Дима жил один. Прежде я у него не бывал. Я ожидал увидеть берлогу одинокого опустившегося человека. С тараканами, батареями пустых бутылок, горами грязной посуды, газетой вместо скатерти, лохмотьями изодранных обоев и заплеванным полом. Я ошибся. Мой наметанный глаз, глаз холостяка-аккуратиста и педанта, как верно подметила одна моя приятельница, с приятным удивлением отметил подчеркнутую чистоту и тот уют, который создает только воспитанный мужчина или заботливая женская рука. Ваза с засохшей розой не портила общего впечатления, намекая на утонченную натуру хозяина дома. Рядом с вазой, опираясь на несоразмерно большой фаллос, стоял медный языческий божок. Видимо, эта тонко продуманная эклектическая композиция была призвана споспешествовать размышлениям о смысле жизни, окрашенным декадентской грустью и мощными эротическими фантазиями.
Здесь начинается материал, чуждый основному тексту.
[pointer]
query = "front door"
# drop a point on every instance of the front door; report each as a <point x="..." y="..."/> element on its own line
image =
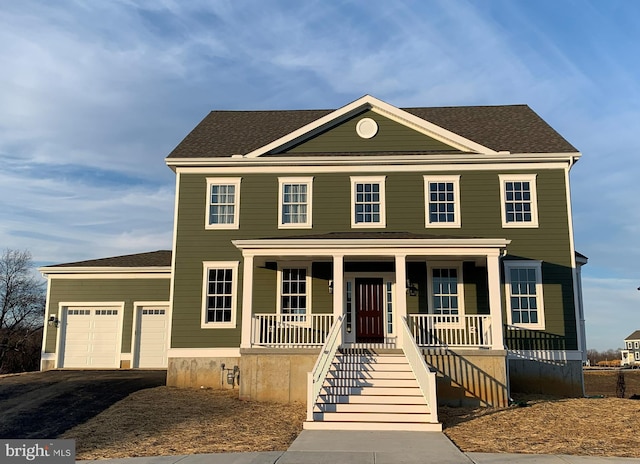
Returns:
<point x="369" y="311"/>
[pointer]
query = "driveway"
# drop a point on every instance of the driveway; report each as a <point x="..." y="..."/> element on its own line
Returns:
<point x="40" y="405"/>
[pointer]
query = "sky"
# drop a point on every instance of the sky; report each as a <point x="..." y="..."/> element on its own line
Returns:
<point x="95" y="94"/>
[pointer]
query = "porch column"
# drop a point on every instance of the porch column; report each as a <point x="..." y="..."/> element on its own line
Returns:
<point x="495" y="301"/>
<point x="247" y="298"/>
<point x="401" y="295"/>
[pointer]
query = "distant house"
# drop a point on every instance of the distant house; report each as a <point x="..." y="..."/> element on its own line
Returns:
<point x="404" y="256"/>
<point x="631" y="353"/>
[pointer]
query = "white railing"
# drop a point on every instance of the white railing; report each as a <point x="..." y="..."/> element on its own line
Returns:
<point x="425" y="378"/>
<point x="316" y="377"/>
<point x="290" y="330"/>
<point x="451" y="331"/>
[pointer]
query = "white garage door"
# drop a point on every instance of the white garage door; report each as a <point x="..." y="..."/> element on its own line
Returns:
<point x="152" y="336"/>
<point x="91" y="337"/>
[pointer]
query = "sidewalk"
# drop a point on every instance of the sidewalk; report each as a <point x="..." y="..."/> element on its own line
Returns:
<point x="356" y="447"/>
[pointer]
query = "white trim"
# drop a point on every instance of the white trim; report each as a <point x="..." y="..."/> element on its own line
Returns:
<point x="380" y="107"/>
<point x="109" y="273"/>
<point x="457" y="265"/>
<point x="206" y="266"/>
<point x="173" y="353"/>
<point x="308" y="181"/>
<point x="62" y="317"/>
<point x="223" y="181"/>
<point x="380" y="180"/>
<point x="537" y="266"/>
<point x="135" y="335"/>
<point x="306" y="265"/>
<point x="456" y="201"/>
<point x="531" y="178"/>
<point x="174" y="246"/>
<point x="367" y="164"/>
<point x="545" y="355"/>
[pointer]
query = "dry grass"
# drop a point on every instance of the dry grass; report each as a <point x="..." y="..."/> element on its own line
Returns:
<point x="166" y="421"/>
<point x="169" y="421"/>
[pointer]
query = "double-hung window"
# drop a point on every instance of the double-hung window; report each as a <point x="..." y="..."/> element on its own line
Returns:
<point x="219" y="294"/>
<point x="519" y="200"/>
<point x="223" y="200"/>
<point x="442" y="201"/>
<point x="294" y="206"/>
<point x="446" y="290"/>
<point x="294" y="290"/>
<point x="524" y="294"/>
<point x="368" y="202"/>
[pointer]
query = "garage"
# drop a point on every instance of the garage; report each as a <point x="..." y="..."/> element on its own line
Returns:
<point x="91" y="337"/>
<point x="152" y="330"/>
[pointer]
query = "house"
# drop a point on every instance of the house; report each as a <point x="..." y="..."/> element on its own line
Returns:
<point x="631" y="353"/>
<point x="387" y="258"/>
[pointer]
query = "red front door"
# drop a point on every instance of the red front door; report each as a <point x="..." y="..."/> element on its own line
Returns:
<point x="369" y="311"/>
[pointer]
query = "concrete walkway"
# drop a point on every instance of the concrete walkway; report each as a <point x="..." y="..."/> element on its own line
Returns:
<point x="355" y="447"/>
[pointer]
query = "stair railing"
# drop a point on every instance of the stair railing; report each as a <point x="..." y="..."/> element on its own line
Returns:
<point x="316" y="377"/>
<point x="425" y="378"/>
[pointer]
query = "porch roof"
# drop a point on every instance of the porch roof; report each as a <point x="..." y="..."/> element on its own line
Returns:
<point x="378" y="243"/>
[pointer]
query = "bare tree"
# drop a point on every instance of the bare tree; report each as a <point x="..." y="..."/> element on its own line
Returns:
<point x="22" y="304"/>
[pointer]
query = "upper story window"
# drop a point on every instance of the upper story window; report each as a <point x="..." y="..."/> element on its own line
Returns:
<point x="519" y="200"/>
<point x="294" y="289"/>
<point x="442" y="201"/>
<point x="523" y="280"/>
<point x="219" y="294"/>
<point x="294" y="206"/>
<point x="368" y="202"/>
<point x="445" y="289"/>
<point x="223" y="203"/>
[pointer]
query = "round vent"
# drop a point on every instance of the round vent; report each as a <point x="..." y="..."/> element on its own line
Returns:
<point x="367" y="128"/>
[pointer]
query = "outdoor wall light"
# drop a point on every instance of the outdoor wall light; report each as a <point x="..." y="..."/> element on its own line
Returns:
<point x="412" y="289"/>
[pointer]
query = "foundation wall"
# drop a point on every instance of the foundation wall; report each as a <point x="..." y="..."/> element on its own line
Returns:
<point x="470" y="377"/>
<point x="556" y="378"/>
<point x="202" y="372"/>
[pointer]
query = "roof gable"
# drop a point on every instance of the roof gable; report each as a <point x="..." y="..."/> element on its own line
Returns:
<point x="506" y="128"/>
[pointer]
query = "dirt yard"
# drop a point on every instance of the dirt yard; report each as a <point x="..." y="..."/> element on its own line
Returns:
<point x="168" y="421"/>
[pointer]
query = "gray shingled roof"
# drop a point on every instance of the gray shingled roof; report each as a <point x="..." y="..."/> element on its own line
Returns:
<point x="514" y="128"/>
<point x="634" y="336"/>
<point x="160" y="258"/>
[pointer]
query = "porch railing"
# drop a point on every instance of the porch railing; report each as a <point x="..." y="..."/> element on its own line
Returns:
<point x="434" y="330"/>
<point x="425" y="378"/>
<point x="316" y="377"/>
<point x="290" y="330"/>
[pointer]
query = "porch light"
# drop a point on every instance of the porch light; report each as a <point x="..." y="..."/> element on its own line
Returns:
<point x="412" y="289"/>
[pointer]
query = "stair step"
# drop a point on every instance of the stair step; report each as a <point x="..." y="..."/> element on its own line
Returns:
<point x="372" y="399"/>
<point x="405" y="427"/>
<point x="362" y="383"/>
<point x="370" y="374"/>
<point x="370" y="417"/>
<point x="372" y="408"/>
<point x="376" y="391"/>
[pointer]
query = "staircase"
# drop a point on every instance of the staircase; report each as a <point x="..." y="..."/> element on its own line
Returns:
<point x="371" y="390"/>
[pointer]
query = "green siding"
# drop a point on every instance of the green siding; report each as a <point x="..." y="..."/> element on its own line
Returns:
<point x="480" y="213"/>
<point x="391" y="137"/>
<point x="105" y="290"/>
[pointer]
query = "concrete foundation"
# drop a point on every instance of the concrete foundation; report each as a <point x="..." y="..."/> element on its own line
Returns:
<point x="470" y="377"/>
<point x="556" y="378"/>
<point x="201" y="372"/>
<point x="276" y="375"/>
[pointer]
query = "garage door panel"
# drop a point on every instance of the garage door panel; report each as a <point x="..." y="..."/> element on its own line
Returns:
<point x="92" y="337"/>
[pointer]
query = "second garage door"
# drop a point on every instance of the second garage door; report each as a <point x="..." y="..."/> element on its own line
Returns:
<point x="91" y="337"/>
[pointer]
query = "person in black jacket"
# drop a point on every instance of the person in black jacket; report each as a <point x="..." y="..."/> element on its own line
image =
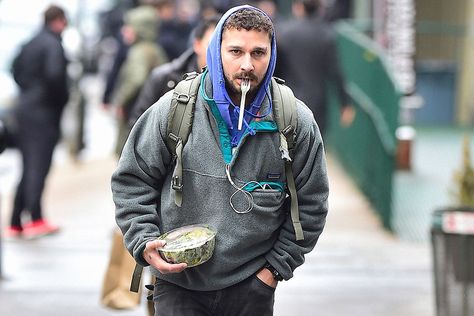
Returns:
<point x="165" y="77"/>
<point x="308" y="60"/>
<point x="40" y="72"/>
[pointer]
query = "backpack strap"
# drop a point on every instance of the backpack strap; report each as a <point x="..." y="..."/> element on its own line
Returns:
<point x="284" y="111"/>
<point x="180" y="120"/>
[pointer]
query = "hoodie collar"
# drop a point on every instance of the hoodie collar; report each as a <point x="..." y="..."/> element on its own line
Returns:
<point x="227" y="109"/>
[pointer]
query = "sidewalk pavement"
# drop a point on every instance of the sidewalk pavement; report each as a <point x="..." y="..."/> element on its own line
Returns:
<point x="357" y="268"/>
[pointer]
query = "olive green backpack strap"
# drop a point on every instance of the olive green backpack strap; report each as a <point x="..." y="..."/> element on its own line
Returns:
<point x="284" y="111"/>
<point x="180" y="121"/>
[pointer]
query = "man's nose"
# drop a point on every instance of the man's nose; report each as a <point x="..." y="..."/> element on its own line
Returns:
<point x="246" y="63"/>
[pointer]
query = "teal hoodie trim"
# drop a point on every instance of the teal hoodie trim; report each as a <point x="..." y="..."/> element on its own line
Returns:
<point x="265" y="185"/>
<point x="224" y="135"/>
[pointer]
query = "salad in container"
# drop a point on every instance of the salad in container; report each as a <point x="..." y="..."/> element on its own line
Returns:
<point x="192" y="244"/>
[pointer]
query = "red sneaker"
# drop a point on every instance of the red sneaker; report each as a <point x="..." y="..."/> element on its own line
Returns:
<point x="38" y="229"/>
<point x="13" y="232"/>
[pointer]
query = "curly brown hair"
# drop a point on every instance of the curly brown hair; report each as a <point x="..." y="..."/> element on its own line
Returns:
<point x="249" y="19"/>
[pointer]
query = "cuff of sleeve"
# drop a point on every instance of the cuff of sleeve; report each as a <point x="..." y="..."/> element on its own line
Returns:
<point x="138" y="255"/>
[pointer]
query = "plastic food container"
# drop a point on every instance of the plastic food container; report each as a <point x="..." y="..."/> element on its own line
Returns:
<point x="193" y="244"/>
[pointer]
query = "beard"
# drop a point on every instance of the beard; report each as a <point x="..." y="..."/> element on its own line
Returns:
<point x="234" y="89"/>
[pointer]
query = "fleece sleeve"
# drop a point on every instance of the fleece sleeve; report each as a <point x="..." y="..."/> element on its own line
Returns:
<point x="309" y="168"/>
<point x="138" y="179"/>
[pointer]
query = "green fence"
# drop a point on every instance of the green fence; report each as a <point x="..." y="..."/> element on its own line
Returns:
<point x="367" y="148"/>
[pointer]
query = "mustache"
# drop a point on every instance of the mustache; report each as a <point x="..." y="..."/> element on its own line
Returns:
<point x="243" y="75"/>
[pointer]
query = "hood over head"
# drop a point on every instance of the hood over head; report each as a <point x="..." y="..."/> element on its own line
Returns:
<point x="216" y="72"/>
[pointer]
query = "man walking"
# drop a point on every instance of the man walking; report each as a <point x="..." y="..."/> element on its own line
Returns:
<point x="308" y="60"/>
<point x="233" y="181"/>
<point x="164" y="77"/>
<point x="40" y="72"/>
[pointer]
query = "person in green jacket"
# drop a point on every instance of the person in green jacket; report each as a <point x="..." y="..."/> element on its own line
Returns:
<point x="140" y="32"/>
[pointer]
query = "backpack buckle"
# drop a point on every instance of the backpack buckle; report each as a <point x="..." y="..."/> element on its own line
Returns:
<point x="182" y="98"/>
<point x="177" y="184"/>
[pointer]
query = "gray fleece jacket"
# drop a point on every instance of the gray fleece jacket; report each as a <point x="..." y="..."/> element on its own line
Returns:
<point x="145" y="205"/>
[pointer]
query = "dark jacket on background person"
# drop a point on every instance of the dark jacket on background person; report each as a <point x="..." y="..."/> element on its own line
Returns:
<point x="40" y="71"/>
<point x="308" y="60"/>
<point x="142" y="57"/>
<point x="162" y="79"/>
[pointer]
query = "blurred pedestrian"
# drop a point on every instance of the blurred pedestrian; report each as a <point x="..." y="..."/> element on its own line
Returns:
<point x="233" y="180"/>
<point x="308" y="60"/>
<point x="40" y="72"/>
<point x="165" y="77"/>
<point x="140" y="28"/>
<point x="175" y="28"/>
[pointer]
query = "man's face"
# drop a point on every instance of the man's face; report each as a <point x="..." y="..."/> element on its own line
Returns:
<point x="245" y="54"/>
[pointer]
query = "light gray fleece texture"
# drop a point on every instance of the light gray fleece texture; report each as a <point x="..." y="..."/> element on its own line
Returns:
<point x="145" y="206"/>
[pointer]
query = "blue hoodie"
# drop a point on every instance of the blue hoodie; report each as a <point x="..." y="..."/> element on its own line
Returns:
<point x="228" y="110"/>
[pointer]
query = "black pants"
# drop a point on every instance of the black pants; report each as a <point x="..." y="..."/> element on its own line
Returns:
<point x="36" y="140"/>
<point x="250" y="297"/>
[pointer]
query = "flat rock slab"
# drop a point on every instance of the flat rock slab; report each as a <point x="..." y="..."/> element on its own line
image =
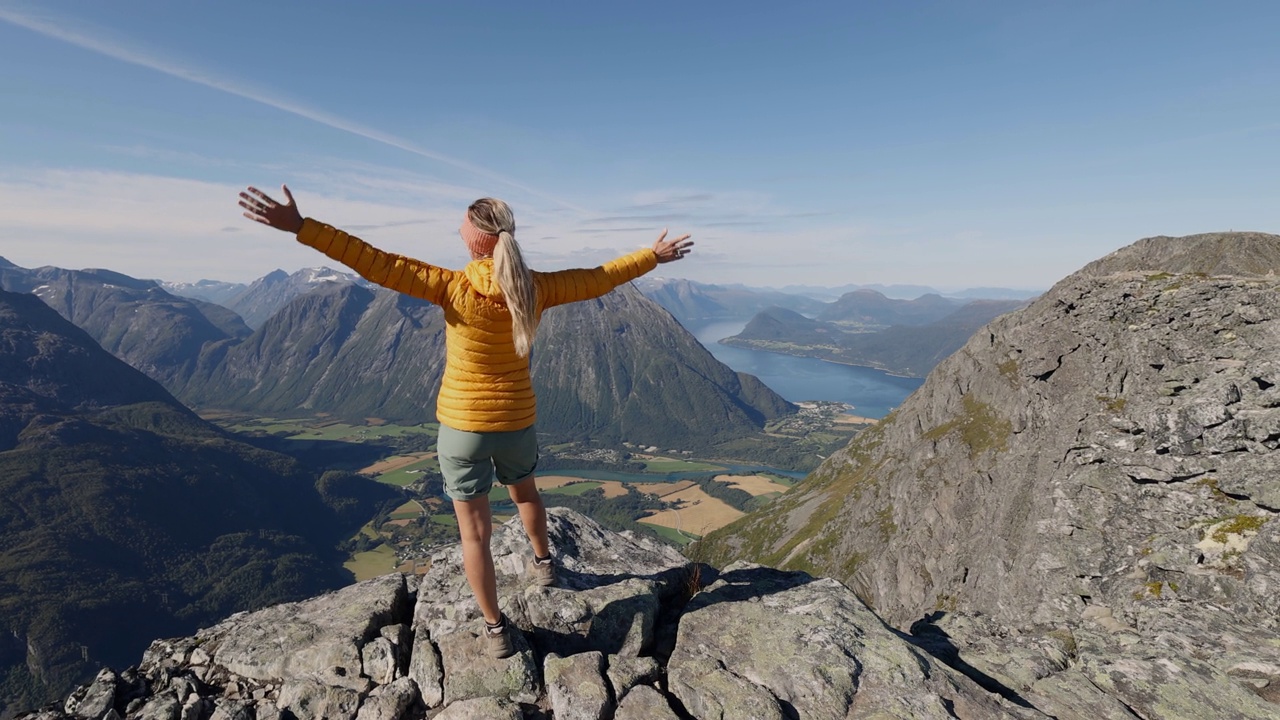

Мольберт с полотном, прикрытым полотняной тряпицей, стоял в середине комнаты, напротив окна с видом на пустырь, за которым серел бетонный забор кладбища. Что и говорить, мистическое соседство. Соседство с глубоким роковым смыслом. Специально для творческой личности — чтобы почаще задумывался о скоротечности жизни.
Дима изящным движением сдернул тряпку.
— Ну, что скажешь?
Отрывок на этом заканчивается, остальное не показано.